Nous sommes d’accord avec vous sur votre définition du "beau sujet de dissertation", que nous préférerions pourtant appeler, plus simplement, un bon sujet (la plupart des défauts que vous reprochez si justement aux sujets qui ne remplissent pas leur rôle ne viennent-ils pas de ce que ceux-ci s'efforcent d'être beaux, et de ce que leur auteur a été plus soucieux de mettre en lumière son propre talent que de trouver le moyen de découvrir celui des candidats ? Nous avons tous lu avec grand plaisir vos trois premières pages, nous félicitant de voir tant de vérités exprimées avec tant de clarté. Mais, d'accord sur les principes, nous ne le sommes plus sur les exemples Et c'est ce que cette lettre voudrait préciser.

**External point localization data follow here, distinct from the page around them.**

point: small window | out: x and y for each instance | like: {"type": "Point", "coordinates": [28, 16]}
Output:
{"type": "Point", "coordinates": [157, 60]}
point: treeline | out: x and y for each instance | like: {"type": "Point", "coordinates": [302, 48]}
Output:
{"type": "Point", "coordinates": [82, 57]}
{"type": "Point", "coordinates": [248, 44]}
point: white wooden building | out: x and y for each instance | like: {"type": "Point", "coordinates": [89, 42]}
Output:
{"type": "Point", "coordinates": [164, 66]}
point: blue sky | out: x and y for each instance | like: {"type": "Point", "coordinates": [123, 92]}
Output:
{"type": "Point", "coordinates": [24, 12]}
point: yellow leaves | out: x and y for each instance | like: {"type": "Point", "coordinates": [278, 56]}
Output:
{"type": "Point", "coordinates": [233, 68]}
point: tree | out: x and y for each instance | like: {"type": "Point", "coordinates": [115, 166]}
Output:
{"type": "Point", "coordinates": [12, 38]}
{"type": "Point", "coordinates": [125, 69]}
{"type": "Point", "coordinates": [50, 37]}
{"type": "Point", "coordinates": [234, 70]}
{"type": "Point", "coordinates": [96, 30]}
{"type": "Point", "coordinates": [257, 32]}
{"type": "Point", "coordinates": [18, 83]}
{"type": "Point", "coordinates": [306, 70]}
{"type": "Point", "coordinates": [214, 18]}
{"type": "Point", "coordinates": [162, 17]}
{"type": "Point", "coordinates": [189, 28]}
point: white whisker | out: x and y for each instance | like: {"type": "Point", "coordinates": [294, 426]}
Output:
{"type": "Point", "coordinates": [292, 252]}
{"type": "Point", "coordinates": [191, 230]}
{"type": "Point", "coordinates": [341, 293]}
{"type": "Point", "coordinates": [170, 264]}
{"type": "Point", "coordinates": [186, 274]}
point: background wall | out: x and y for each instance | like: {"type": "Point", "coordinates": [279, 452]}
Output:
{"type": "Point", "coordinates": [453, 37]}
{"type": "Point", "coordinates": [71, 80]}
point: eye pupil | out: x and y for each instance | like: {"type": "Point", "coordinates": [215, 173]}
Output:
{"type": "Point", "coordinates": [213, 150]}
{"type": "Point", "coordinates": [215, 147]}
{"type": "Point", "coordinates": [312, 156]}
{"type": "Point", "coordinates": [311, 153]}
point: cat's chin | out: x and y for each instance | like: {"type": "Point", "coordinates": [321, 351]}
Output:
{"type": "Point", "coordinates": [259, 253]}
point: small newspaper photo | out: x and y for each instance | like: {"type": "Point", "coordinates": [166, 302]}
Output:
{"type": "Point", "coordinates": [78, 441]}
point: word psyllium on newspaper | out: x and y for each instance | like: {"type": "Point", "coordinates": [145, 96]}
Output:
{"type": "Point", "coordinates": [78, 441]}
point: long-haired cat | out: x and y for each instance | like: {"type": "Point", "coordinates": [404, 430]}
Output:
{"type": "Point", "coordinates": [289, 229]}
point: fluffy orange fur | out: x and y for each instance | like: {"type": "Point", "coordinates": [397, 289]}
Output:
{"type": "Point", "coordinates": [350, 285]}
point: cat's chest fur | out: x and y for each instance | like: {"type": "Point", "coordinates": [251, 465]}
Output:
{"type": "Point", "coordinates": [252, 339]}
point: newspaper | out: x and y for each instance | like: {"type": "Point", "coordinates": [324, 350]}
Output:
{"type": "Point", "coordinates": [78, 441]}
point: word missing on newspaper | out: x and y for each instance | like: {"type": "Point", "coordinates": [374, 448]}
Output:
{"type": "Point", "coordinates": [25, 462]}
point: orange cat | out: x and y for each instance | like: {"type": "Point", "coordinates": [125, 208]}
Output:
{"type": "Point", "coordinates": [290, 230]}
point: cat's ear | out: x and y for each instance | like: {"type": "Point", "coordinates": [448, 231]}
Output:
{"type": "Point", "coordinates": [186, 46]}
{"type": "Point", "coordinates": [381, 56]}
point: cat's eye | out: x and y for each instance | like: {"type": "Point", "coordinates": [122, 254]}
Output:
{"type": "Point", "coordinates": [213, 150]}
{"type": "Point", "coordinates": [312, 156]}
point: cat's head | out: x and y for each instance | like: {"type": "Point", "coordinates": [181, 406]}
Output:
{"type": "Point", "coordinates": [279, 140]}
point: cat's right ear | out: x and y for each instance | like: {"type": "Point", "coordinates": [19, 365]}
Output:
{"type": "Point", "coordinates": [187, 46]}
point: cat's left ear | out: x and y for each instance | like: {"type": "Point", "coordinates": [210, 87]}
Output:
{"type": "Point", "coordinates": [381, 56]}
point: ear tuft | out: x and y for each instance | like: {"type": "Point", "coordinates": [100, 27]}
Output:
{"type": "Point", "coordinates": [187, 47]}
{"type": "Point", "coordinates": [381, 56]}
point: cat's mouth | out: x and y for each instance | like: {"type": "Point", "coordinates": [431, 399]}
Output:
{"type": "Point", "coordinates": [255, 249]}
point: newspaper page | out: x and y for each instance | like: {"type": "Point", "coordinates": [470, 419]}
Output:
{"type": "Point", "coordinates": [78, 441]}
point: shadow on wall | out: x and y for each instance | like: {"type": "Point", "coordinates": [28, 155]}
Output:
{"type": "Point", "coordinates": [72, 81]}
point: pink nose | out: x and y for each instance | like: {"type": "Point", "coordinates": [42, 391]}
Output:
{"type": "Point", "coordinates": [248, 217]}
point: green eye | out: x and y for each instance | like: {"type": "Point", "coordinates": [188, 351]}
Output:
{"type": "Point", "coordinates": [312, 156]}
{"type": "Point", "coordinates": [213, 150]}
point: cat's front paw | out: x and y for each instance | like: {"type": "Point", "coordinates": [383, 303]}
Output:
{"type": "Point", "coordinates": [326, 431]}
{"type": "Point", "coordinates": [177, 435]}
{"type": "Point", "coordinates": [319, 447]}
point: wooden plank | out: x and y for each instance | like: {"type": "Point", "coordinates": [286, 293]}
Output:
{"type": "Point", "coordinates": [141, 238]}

Certes, les sujets "hors programme" sont à condamner. Mais pourquoi les sujets critiqués au bas de votre page 6 sont-ils plus en dehors du programme que la plupart de ceux que vous louez à la page 12 ? Peut-être seulement, a suggéré l'un de nous, parce qu'ils s'adressent à des élèves de Mathématiques. Ne fallait-il pas, alors, le préciser davantage ? Nous condamnons de même, avec vous, les sujets trop difficiles. Mais parmi ceux que vous citez, seuls les deux sujets relatifs aux Sourds-muets et au 1aboratoire nous semblent être dans ce cas. Pourquoi, en effet, rejeter les questions relatives au rapport au déterminisme et du hasard, à la critique du témoignage, au rôle de la bonne volonté dans la vie morale ? Et en quoi ces questions sont elles plus difficiles que celle-ci, que vous louez - "Signe, symbole, signal, indice. Comment se différencient et se définissent ces notions ? Quelles opérations psychologiques supposent-elles ?" C'est ce que nul de nous n'a réussi à percevoir. "On ne saurait trop se défier, dites-vous, des sujets présentés sous la forme d'une citation, souvent abrégée, toujours isolée de son contexte". Vous donnez ici en exemple une phrase fort claire et fort célèbre de Descartes sur la science. Vous condamnez de même comme sibylline la phrase de Comte : "Science d'où prévoyance, prévoyance d'où action". Mais donnez comme très bons les deux énoncés : "Expliquez cette pensée d'Emerson : "Semez un acte et vous recueillerez une habitude, semez une habitude et vous recueillerez un caractère, semez un caractère et vous recueillerez une destinée." et "Les langues, a dit Ampère, commencent par être une musique et finissent par être une algèbre." Développer cette pensée et discuter. "Nous comprenons mal votre admiration et votre sévérité.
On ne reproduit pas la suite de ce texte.